A Wizards é parte de uma empresa maior, a Hasbro, que também está sendo afetada pela crise econômica e de acordo com notícia da agência Reuters, a empresa anunciou que cortaria cerca de 15% de sua força de trabalho em 2023. Então é natural que os cortes comecem pelas partes menos lucrativas da empresa.

E ok… podemos gostar do jogo, podemos ser fãs, podemos ter uma grande comunidade de jogadores, mas a América Latina como um todo é ruim em vendas, frente ao cenário global. Então, o corte talvez fosse até previsto para um observador mais atento.

O que temos no momento

No momento em que publicamos esta matéria, o que temos de concreto é o fim de um escritório nacional da Wizards e de um representante local. Os conteúdos continuam disponíveis de forma localizada, isto é, temos o site oficial em PT-BR, temos as coleções sendo lançadas com cartas em PT-BR, as lojas continuam recebendo normalmente produtos selados para a venda (considerando a ressalva do item anterior) e os torneios sancionados continuam acontecendo.

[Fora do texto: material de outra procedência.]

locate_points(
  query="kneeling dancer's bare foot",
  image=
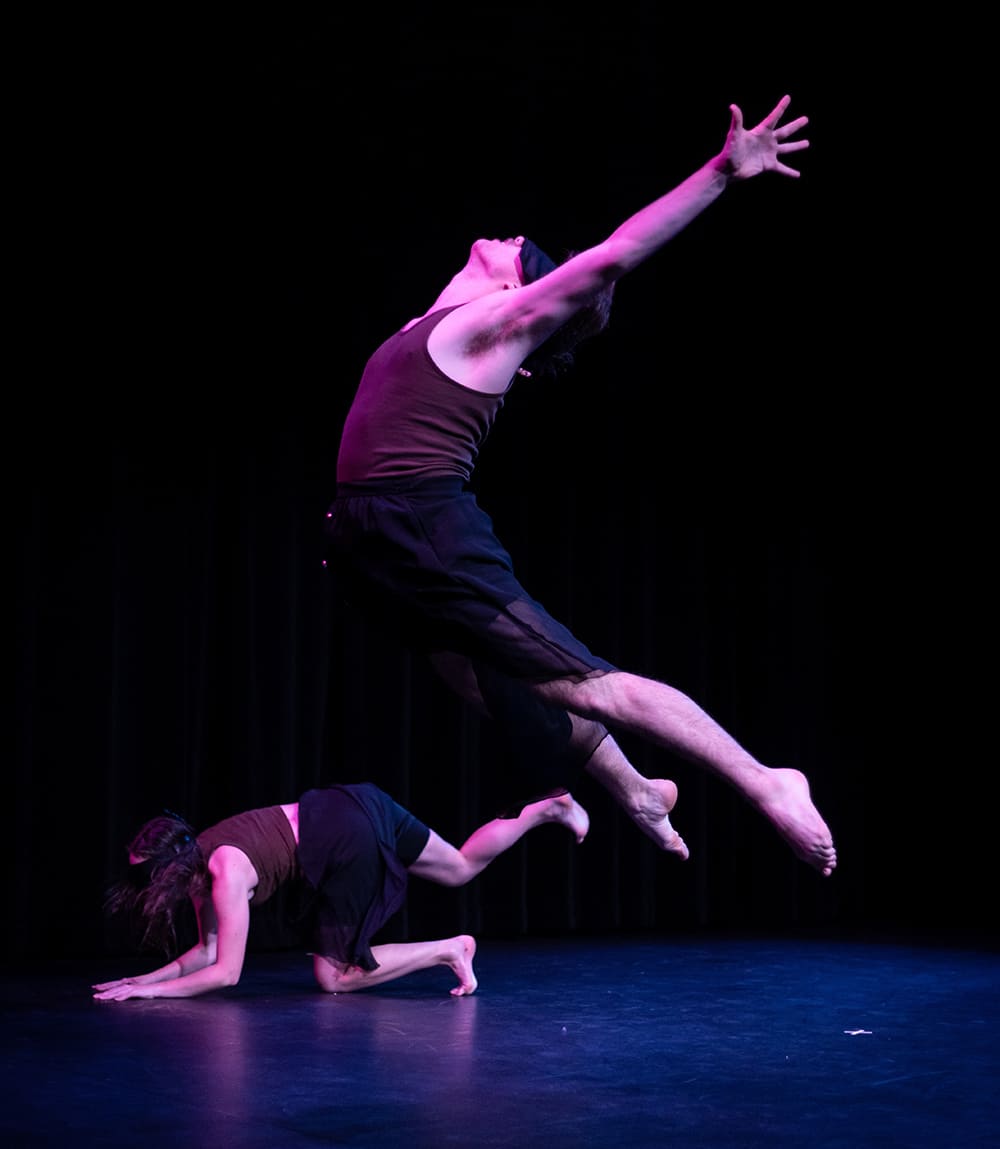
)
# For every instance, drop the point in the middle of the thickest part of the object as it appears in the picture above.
(460, 961)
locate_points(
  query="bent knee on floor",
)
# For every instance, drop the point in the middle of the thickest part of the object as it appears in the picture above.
(335, 977)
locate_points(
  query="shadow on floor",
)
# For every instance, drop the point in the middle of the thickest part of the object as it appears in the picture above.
(645, 1041)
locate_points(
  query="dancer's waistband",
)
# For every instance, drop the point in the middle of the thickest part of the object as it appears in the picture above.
(432, 484)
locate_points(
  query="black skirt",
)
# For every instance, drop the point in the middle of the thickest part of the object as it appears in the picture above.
(421, 560)
(355, 846)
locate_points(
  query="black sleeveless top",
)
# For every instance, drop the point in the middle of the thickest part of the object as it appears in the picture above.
(408, 418)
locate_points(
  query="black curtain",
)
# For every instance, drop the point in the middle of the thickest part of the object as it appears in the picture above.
(236, 217)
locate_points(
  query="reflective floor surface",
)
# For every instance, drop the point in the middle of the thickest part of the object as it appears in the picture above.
(650, 1041)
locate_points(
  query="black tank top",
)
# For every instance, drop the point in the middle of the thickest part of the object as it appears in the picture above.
(408, 418)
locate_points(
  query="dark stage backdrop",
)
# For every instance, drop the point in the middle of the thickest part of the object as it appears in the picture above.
(235, 218)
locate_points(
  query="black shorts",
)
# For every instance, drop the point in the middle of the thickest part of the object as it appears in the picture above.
(421, 560)
(355, 846)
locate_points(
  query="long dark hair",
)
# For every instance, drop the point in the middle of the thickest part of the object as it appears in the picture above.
(158, 888)
(556, 355)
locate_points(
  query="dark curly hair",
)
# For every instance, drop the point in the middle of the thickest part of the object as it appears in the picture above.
(556, 355)
(171, 870)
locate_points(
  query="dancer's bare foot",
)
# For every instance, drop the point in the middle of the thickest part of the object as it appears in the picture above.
(790, 808)
(651, 812)
(567, 811)
(461, 951)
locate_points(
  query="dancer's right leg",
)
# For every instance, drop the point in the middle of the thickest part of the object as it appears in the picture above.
(668, 718)
(443, 863)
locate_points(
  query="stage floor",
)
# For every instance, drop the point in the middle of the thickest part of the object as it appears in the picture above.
(729, 1042)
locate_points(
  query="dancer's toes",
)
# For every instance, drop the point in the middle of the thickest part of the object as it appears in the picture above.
(652, 816)
(790, 807)
(571, 815)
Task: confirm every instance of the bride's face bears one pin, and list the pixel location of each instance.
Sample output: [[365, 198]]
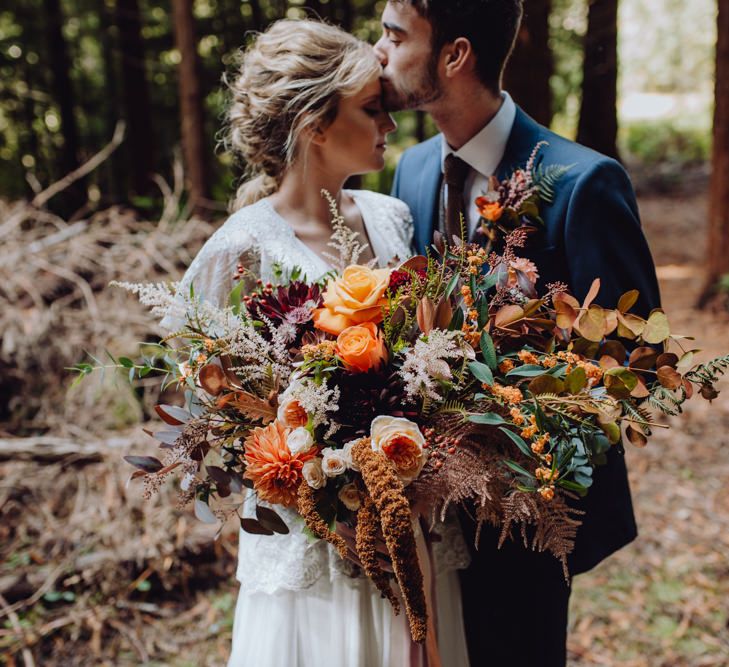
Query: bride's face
[[355, 142]]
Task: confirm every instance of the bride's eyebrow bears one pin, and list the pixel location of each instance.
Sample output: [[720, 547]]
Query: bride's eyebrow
[[393, 27]]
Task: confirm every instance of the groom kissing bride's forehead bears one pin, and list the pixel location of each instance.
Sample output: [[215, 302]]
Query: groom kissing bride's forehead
[[447, 57]]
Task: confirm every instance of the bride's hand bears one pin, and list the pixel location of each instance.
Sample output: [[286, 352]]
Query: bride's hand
[[350, 538]]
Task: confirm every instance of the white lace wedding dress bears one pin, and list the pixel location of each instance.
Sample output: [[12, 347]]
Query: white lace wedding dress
[[299, 604]]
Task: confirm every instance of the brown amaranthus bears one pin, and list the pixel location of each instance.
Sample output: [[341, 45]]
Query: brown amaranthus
[[389, 498], [367, 527], [314, 522]]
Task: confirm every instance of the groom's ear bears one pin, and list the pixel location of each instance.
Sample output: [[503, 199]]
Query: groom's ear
[[458, 56]]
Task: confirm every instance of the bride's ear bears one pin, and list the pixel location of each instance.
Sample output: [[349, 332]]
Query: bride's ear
[[316, 135]]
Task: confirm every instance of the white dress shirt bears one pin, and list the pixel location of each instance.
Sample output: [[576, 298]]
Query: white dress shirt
[[483, 153]]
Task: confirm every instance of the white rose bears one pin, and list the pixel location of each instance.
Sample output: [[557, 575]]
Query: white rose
[[314, 474], [349, 495], [290, 413], [299, 440], [333, 462], [401, 441], [347, 454]]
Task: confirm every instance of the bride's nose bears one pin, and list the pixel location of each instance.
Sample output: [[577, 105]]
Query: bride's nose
[[380, 51], [388, 123]]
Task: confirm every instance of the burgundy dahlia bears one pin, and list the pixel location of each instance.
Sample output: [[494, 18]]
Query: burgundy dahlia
[[400, 278], [291, 303]]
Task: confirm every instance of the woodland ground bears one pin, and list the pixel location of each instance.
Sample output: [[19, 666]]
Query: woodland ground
[[661, 602]]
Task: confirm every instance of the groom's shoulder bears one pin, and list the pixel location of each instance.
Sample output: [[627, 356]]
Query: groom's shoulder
[[582, 160], [415, 155]]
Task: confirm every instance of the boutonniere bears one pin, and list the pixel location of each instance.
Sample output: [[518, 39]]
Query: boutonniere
[[516, 201]]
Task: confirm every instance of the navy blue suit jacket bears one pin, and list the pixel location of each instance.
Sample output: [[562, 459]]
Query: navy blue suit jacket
[[592, 230]]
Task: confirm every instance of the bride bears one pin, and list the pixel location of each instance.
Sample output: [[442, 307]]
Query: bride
[[306, 114]]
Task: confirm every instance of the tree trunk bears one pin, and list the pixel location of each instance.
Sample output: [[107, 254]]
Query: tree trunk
[[531, 65], [194, 149], [347, 15], [598, 126], [718, 251], [62, 88], [256, 14], [136, 96]]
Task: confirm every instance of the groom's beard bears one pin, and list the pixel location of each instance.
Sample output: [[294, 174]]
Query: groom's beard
[[406, 97]]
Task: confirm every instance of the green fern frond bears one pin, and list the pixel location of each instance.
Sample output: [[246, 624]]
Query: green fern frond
[[667, 401], [452, 407], [545, 178], [640, 417]]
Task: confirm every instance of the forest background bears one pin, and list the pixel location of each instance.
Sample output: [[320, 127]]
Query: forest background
[[112, 167]]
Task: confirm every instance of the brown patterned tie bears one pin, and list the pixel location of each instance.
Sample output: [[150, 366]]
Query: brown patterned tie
[[455, 172]]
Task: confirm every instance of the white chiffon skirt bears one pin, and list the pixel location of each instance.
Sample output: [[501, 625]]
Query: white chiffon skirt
[[341, 622]]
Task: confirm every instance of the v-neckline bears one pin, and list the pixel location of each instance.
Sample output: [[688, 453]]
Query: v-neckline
[[312, 253]]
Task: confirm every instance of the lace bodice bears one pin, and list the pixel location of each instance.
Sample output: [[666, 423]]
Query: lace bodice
[[260, 239]]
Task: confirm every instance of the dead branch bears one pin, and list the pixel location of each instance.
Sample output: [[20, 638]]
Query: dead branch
[[42, 198]]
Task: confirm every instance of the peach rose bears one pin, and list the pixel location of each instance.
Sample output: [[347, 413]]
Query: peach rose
[[290, 413], [276, 472], [489, 210], [354, 298], [401, 441], [361, 348]]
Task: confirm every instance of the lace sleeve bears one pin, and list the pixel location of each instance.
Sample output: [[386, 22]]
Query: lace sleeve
[[404, 222]]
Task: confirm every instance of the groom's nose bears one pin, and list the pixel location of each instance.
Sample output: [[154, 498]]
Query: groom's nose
[[380, 51]]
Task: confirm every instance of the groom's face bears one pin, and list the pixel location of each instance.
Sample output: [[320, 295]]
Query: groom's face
[[409, 66]]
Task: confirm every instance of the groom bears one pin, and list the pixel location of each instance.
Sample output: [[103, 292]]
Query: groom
[[447, 57]]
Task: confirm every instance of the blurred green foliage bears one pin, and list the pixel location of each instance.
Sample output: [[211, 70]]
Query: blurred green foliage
[[666, 46]]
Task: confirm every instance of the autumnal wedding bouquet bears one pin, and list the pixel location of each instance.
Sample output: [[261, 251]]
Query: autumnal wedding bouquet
[[445, 380]]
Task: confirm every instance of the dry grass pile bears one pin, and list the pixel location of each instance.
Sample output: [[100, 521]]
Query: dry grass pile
[[92, 574], [56, 306]]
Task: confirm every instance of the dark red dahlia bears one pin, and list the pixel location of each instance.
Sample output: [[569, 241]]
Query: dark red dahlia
[[291, 303], [400, 278]]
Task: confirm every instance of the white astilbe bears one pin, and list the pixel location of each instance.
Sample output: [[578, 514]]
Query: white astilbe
[[319, 401], [260, 355], [343, 240], [158, 297], [165, 300], [426, 365]]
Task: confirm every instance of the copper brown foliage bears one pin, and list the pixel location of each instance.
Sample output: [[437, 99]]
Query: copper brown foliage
[[314, 522], [389, 498], [474, 475]]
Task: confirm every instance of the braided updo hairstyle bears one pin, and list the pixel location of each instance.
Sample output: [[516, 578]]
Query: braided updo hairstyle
[[291, 78]]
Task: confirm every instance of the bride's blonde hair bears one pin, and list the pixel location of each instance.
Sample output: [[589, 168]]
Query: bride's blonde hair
[[290, 79]]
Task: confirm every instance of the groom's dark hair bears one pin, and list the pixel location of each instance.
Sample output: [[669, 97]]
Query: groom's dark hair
[[490, 26]]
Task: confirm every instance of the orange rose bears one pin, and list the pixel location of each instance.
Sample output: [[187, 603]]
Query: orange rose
[[355, 298], [401, 441], [361, 348], [489, 210], [276, 472]]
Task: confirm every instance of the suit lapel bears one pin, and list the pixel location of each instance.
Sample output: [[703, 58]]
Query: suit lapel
[[428, 196]]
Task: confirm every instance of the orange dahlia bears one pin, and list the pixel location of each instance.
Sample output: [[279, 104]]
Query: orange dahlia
[[275, 472]]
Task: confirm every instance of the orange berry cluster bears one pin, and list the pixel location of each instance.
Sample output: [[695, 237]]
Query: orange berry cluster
[[510, 395], [439, 446], [476, 261], [323, 351]]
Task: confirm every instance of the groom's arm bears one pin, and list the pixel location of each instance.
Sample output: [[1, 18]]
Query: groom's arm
[[604, 239]]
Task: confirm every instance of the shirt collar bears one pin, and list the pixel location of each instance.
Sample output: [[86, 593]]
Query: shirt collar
[[483, 152]]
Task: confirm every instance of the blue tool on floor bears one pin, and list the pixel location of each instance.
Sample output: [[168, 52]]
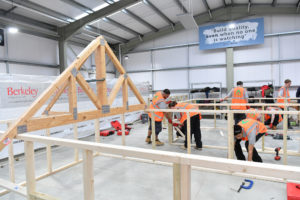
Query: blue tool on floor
[[246, 187]]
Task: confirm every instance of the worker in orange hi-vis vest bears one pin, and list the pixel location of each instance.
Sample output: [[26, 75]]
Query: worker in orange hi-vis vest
[[195, 118], [239, 95], [273, 119], [250, 131], [284, 93], [159, 101]]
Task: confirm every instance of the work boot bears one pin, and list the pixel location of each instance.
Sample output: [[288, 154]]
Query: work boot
[[159, 143], [148, 139]]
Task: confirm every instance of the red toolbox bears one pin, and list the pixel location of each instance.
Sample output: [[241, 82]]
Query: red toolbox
[[293, 191], [107, 132], [120, 132]]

Site, cards, lojas, torneios sancionados, tudo continua na mesma

Não acho saudável perdermos uma representação local. Mas achei extremamente positivo a saída da equipe atual, principalmente na figura da ex-gerente de comunidade que pouco fez para fomentar novos jogadores e menos ainda fez para manter os jogadores felizes na comunidade e ativos. Ela talvez fosse querida pela sua bolha de influência, mas definitivamente, não tinha envergadura para ocupar a posição que tinha. Não agregou nada à marca ou ao jogo e talvez a WoTC tenha percebido o óbvio, Magic continuaria sendo bem vindo por aqui, com ou sem ela.

Sua saída talvez contribua com o fim da panela. Mas ao mesmo tempo – e em uma grande ironia – a saída dela representou o fim de qualquer outra representação nacional. Resta saber agora quem vai cuidar dos interesses da Wizards no mercado latino americano. Mandamos um e-mail para eles perguntando sobre isso.

E até agora, somente o silêncio… mas isso não é nenhuma novidade.

Em tempo…

Sim, eu continuo jogando Magic. Não tenho frequentado lojas porque o perfil dos jogadores é extremamente competitivo e poucos jogam apenas pela diversão e socialização. As lojas também estão focadas na promoção de eventos competitivos para lucrar com inscrições e venda de cartas avulsas, então nem sempre tem espaço livre para sentar e jogar um mesão for fun.

Restou-me as opções digitais… jogo Magic Arena e Magic On Line. Tenho minhas cartinhas, não gasto com novos cards a ainda me divirto. Pelo menos da forma que dá…

E vou continuar jogando Magic enquanto ele existir.